When she called that night after being with her dad, she was very upset about this news and his timing of it. I think it was just the final thing for her and she was so low, missing and worrying about her brother and myself, being away from home, it was all too much and there were tears. I felt so helpless being so far away from her and angry at the same time that he couldn't have waited until his next trip to tell her, as he wasn't planning getting married until April! I was incensed at his total thoughtlessness and as usual his timing was impeccable!
Finally Jack was being transferred to Dr Gray's in Elgin. I went home the day before with my dad and Granny Mckenzie came home in the ambulance with Jack. I had a weekend away arranged for Holly and I and I wasn't going to go but decided at the last minute to go as it was just in Aberdeen and we so needed a break. I arranged for my dad to look after Jack over the weekend in hospital so I knew he would call if there was a problem.
The weekend was good but I was really not well as although I had recovered from the Bronchitis, the dry air in the hospital irritated my throat and I developed a bad cough which I had suppressed while in the hospital, leaving when it got too bad so that I could cough up a lung then go back in!!! On top of that I was nearly at the point of buying shares in Soothers just to stop the irritation!
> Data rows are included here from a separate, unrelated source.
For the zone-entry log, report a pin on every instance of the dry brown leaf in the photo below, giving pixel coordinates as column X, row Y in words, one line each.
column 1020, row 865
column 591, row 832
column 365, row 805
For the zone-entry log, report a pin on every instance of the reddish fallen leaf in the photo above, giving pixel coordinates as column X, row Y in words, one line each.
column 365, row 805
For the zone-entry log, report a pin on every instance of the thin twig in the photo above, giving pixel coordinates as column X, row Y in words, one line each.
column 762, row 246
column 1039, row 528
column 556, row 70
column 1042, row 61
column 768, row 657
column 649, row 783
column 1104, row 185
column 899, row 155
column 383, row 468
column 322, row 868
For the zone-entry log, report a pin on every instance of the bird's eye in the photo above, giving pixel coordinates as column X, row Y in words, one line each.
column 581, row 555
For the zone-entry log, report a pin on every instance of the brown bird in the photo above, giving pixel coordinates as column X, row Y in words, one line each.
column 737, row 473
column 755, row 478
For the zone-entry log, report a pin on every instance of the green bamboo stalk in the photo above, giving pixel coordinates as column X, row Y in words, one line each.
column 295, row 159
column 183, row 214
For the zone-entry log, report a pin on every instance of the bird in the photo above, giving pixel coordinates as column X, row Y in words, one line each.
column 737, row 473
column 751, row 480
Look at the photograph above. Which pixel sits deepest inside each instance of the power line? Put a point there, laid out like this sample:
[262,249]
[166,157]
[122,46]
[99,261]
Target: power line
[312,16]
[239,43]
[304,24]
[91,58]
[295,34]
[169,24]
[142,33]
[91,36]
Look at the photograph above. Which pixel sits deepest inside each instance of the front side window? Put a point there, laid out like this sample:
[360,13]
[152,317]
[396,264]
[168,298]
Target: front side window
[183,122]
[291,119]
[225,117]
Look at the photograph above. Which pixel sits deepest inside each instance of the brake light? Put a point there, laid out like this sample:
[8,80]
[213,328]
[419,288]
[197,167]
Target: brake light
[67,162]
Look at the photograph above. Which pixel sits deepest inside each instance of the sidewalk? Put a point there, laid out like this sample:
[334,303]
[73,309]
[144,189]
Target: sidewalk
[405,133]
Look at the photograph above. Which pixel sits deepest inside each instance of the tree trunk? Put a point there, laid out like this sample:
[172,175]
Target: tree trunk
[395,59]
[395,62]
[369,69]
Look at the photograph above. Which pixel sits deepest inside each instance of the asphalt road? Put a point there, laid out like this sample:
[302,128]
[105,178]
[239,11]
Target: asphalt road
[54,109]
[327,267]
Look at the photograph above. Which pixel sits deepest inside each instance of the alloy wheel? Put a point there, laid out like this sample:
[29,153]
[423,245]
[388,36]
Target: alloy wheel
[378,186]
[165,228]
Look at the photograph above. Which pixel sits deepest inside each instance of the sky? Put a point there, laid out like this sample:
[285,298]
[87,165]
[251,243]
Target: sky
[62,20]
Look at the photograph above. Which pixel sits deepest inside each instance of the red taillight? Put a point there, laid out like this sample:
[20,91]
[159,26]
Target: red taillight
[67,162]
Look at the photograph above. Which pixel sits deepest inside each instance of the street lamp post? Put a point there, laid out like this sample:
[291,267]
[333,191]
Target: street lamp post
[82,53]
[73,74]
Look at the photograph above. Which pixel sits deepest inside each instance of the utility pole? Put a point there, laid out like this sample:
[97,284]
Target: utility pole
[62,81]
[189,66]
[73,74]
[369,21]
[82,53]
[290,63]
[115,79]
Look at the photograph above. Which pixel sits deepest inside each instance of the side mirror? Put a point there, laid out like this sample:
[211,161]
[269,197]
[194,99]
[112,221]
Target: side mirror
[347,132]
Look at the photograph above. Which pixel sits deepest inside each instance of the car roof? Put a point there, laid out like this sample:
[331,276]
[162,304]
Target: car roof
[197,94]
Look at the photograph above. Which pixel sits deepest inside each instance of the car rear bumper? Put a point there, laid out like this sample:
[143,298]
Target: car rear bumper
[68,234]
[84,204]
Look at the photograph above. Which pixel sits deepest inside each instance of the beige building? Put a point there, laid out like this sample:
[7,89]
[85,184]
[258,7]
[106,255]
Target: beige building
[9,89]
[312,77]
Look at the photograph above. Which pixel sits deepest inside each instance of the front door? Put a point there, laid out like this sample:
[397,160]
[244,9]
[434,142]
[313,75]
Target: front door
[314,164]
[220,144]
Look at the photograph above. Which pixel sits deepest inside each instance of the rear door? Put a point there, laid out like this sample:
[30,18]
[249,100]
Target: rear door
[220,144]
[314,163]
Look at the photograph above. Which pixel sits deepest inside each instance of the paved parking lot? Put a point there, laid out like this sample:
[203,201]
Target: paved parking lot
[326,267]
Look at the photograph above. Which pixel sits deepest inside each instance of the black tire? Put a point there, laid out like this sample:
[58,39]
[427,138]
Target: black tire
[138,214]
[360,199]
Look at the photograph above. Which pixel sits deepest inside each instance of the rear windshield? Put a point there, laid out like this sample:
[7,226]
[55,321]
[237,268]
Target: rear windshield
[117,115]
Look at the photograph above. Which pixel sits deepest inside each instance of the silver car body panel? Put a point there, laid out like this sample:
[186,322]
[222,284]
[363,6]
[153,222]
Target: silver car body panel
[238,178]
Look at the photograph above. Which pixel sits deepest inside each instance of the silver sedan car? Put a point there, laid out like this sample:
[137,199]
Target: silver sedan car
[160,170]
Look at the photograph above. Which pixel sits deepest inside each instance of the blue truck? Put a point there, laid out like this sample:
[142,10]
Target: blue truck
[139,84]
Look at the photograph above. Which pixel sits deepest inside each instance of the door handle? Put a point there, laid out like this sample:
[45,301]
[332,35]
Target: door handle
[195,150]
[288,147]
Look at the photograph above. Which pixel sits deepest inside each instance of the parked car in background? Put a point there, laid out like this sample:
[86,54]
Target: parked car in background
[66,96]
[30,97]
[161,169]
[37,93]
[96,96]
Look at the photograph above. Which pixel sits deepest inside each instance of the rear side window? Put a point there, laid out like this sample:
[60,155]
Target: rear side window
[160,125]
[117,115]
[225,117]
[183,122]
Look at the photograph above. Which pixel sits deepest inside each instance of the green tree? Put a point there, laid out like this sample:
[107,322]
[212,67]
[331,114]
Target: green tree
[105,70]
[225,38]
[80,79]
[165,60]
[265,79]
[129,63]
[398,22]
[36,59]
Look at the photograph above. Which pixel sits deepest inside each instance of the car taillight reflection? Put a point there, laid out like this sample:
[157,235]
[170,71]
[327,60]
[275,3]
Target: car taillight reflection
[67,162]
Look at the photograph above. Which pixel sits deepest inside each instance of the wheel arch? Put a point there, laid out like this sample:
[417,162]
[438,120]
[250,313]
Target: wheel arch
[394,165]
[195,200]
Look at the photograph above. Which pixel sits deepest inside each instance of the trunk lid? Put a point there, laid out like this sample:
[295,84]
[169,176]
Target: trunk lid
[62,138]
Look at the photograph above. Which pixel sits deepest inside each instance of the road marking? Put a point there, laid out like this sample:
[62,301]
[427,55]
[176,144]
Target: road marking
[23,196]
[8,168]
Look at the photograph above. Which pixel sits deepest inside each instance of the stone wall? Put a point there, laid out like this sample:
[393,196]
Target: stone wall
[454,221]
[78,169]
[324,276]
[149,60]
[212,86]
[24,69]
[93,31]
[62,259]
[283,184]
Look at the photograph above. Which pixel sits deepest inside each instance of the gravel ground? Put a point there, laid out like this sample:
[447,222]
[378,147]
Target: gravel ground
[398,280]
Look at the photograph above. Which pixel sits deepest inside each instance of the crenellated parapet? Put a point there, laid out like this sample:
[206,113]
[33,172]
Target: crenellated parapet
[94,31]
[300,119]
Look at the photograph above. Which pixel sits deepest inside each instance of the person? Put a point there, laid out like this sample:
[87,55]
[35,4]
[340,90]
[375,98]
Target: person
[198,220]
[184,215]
I took Jack home a few days later and it was very nerve racking being alone again after the support of the hospital, especially as I now had a mask which I had to use on him twice a day to help strengthen his lungs.
So there was no way, I was taking any risks by taking him out into the cold last bonfire night. Holly wasn't feeling well either so as Jack lay sleeping in his chair, we watched them from Holly's bedroom window upstairs.
Since then Jack has again been hospitalised with Aspiration Pneumonia, this time it was in March and he spent his birthday, for the first time ever, in hospital. It was a very worrying time but again he pulled through so now I don't just have the seizures to worry about, I have the added stress of keeping his chest clear!
I found out much later that the reason the hospital and respite unit failed to call me was because granny Mckenzie had told them, when they picked him up from my house, not to disturb me because I needed the break and to call her instead. Whilst I totally understand her reasons for doing this, I have since put measures in place assuring that no one can speak on behalf of me or Jack, unless I have given them written permission to do so. I would never have forgiven myself if god forbid, he had lost the fight and I had not been there with him as I was blissfully unaware and busy shopping!
There are days when I could just pull the duvet over my head and refuse to come out to play but unfortunately you can't do that when you have a child who requires 24hour care so I just soldier on and keep putting one foot in front of the other.
Words cannot express my love for this child and how amazed I am at how he bounces back after each crisis but each one takes it toll. I can only take each day as it comes and hang on tight to him and hope we ride the storm together.